Increases in Medicaid spending accounted for nearly all the spending increases the governor had recommended for next year. Bowman said the program gained 600 to 800 people a month last year because of the recession, but growth has slowed to between 300 and 350 people a month recently.
An extra $3.1 million was gained because of changes in calculations of state aid to school districts. A law was changed on how to calculate special payments to growing school districts, and some extra money was carried over from last year to this year.
In addition, the committee cut $1.5 million from a Health Department program that tries to prevent young people from starting to smoke and helps smokers quit. That move freed up $1.5 million to fund other programs.
Members of the Republican majority had pledged to balance the budget without using reserve funds because they believe those reserves might be needed a year from now, when the state’s budget problems could be much worse.

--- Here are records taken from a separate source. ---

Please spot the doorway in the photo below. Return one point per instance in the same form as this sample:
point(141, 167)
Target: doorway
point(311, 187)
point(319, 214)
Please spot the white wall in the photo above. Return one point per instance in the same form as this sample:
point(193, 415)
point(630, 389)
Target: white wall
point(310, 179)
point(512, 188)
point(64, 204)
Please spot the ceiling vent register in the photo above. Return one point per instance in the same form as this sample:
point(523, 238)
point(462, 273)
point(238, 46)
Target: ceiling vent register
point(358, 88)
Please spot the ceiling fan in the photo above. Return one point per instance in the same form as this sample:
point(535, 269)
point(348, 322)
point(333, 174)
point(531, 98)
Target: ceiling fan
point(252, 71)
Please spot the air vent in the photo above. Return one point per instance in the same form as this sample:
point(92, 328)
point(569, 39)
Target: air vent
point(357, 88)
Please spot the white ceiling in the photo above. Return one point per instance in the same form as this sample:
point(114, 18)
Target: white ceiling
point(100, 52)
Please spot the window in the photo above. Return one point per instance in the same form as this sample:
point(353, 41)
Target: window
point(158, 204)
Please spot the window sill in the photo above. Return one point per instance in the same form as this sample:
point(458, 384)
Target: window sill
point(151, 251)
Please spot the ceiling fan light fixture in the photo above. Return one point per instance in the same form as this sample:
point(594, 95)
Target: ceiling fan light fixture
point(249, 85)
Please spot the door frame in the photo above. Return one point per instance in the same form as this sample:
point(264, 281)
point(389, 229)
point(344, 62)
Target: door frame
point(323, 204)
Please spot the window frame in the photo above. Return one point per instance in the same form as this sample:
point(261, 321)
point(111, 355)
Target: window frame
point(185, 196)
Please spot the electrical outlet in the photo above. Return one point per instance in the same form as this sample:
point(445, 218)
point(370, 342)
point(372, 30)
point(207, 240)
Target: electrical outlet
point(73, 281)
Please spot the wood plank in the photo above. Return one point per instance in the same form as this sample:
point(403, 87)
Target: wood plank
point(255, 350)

The governor originally had recommended using reserves, but agreed to spending cuts and other measures in the compromise. Rounds also insisted that if lawmakers cut spending, they should trim specific programs rather than approving across-the-board cuts that would leave it up to agencies to decide where to trim spending.
The Legislature delayed passing a budget two weeks ago because of uncertainty about whether Congress will provide the state with an extra $28 million to $34 million next year to pay for Medicaid. Rounds said if Congress later provides that extra money, a special session of the Legislature might be needed to reverse some of the spending cuts.